Microscopic studies of tissue explants were performed as described previously⁵³. Briefly, skin biopsies were performed 24 hours after the injection auxo-GTU^®-Luc-EGFP plasmid and 2 hours after the in vivo id injection of anti-HLA-DR-AF700 Ab (Ozyme, France). Fat tissue was removed and each biopsy was cut into two equal parts and placed in a 6-well plate (MatTek Corporation, Ashland, USA) in contact with complete culture medium to visualize dermal and epidermal skin layers. Images were acquired with a Plan Fluor 20x DIC objective (NA: 0.45) on a Nikon A1R confocal fast laser scanning system (Nikon Corporation, Japan) equipped with a thermostatic chamber (37 °C; 5% CO₂). Images were recorded with a high-speed resonant scanner every 10 minutes for 22 hours. Volocity software (Perkin Elmer, Waltham, USA) was used to reconstruct three-dimensional images and to assess cell motility (velocity, displacement and confinement ratio).
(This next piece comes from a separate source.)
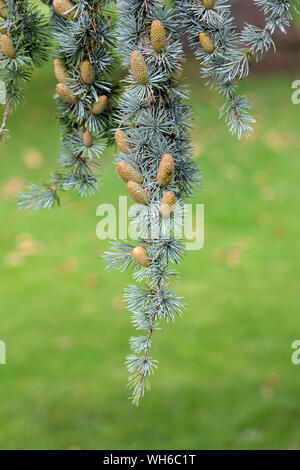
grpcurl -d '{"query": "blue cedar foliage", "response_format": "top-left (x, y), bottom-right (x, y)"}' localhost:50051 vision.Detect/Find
top-left (106, 0), bottom-right (199, 404)
top-left (19, 0), bottom-right (118, 209)
top-left (176, 0), bottom-right (298, 138)
top-left (0, 0), bottom-right (50, 138)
Immunohistofluorescence of skin sections

Skin biopsies were performed 24 hours post-injection and embedded in optimal cutting temperature compound (OCT) and frozen in liquid nitrogen. Ten micrometer sections were fixed in 4% of Paraformaldehyde (PFA) for 15 min at room temperature. Tissue was permeabilized with Triton X-100 (0.3%), Bovine serum albumin (BSA) (1%) and goat serum (1%). Skin sections were incubated overnight at 4 °C with 10 µg/ml of anti-GFP-AF488 Ab (Invitrogen, France) or anti-p24 Ab (kind gift from B. Verrier, UMR 5086 CNRS/UCBL, Lyon, France) to detect the expression of vaccine antigens in animals injected with the auxo-GTU^®-Luc-EGFP or the auxo-GTU^®-multiHIV plasmid, respectively. For keratinocyte staining, an additional incubation for 2 hours was performed with an anti-cytokeratin Ab (clone AE1/AE3, Dako, France). Purified antibodies were labeled with the Zenon^® labeling kit (Molecular Probes, Invitrogen). The cell nucleus was stained with 4′,6-diamidino-2-phenylindole (DAPI) or Propidium Iodide (Invitrogen, France).

Flow cytometry

To characterize skin immune cells, 8 mm-biopsies were taken from the site of vaccination. The skin (dermis and epidermis) was separated from the cutaneous muscle (panniculus carnosus) and hypodermis fat tissues, and each tissue was mechanically dissociated (GentleMACS^TM dissociator, Miltenyi, France). Cells were then filtered through 70 µm nylon mesh after enzymatic treatment with 2 mg/ml of Collagenase D (Roche Diagnostics, France) for 30 minutes at 37 °C. The LIVE/DEAD Fixable Blue Dead Cell Stain Kit (Invitrogen, France) was used to label dead cells. Cell surface staining was performed with the following antibodies: anti-CD45 (clone DO58-1283, BD, France), HLA-DR (clone G46-6, BD, France), anti-CD66abcd (clone TET2, Miltenyi Biotec, France), anti-CD3 (clone SP34-2, BD, France), anti-CD163 (clone GHI/61, Ozyme, France), anti-CD14 (M5E2, BD, France). Apoptotic cells were stained with AnnexinV and Propidium Iodide (Invitrogen, France) according to the manufacturer’s instructions. Data were acquired on LSR Fortessa (BD Biosciences, Le Pont de Claix, France) and analyzed with FlowJo software 9.4.11 (Tree Star, Ashland, OR).

Multiplex assay

Supernatants were collected after an 18 h incubation of skin biopsies in complete media. High-sensitivity cytokine detection was performed by Milliplex^® assay (Merck Millipore, Billerica, Massachusetts) to analyze the production of Granulocyte-Macrophage Colony Stimulating Factor (GM-CSF), interferon (IFN)-γ, interleukine (IL)-1β, IL-1ra, IL-2, IL-6, IL-8, IL-10, IL-12/23(p40), IL-17, Monocyte Chemoattractant Protein (MCP)-1, macrophage inflammatory protein (MIP)-1α, MIP-1β, Transforming Growth Factor (TGF)-α, tumor necrosis factor (TNF)-α, IL-18.

Statistical analysis

Data are reported as means ± standard deviation (SD) and analyzed with GraphPad Prism version 5.0 (Graph-Pad Software Inc, La Jolla, CA) with the appropriate non-parametric ANOVA (Friedman or Kruskal-Wallis) or t-tests (Wilcoxon or Mann-Whitney).

Author Contributions

B.T., F.M., R.L.G., C.C. designed the study; B.T., L.A., S.C., R.B., T.K., C.C. performed experiments; B.T., F.M., A.C., R.L.G., C.C. analysed results; M.U. designed the plasmid. B.T., R.L.G., C.C. co-wrote the manuscript. All authors have read and approved the manuscript for publication.

Competing Interests

The authors declare that they have no competing interests.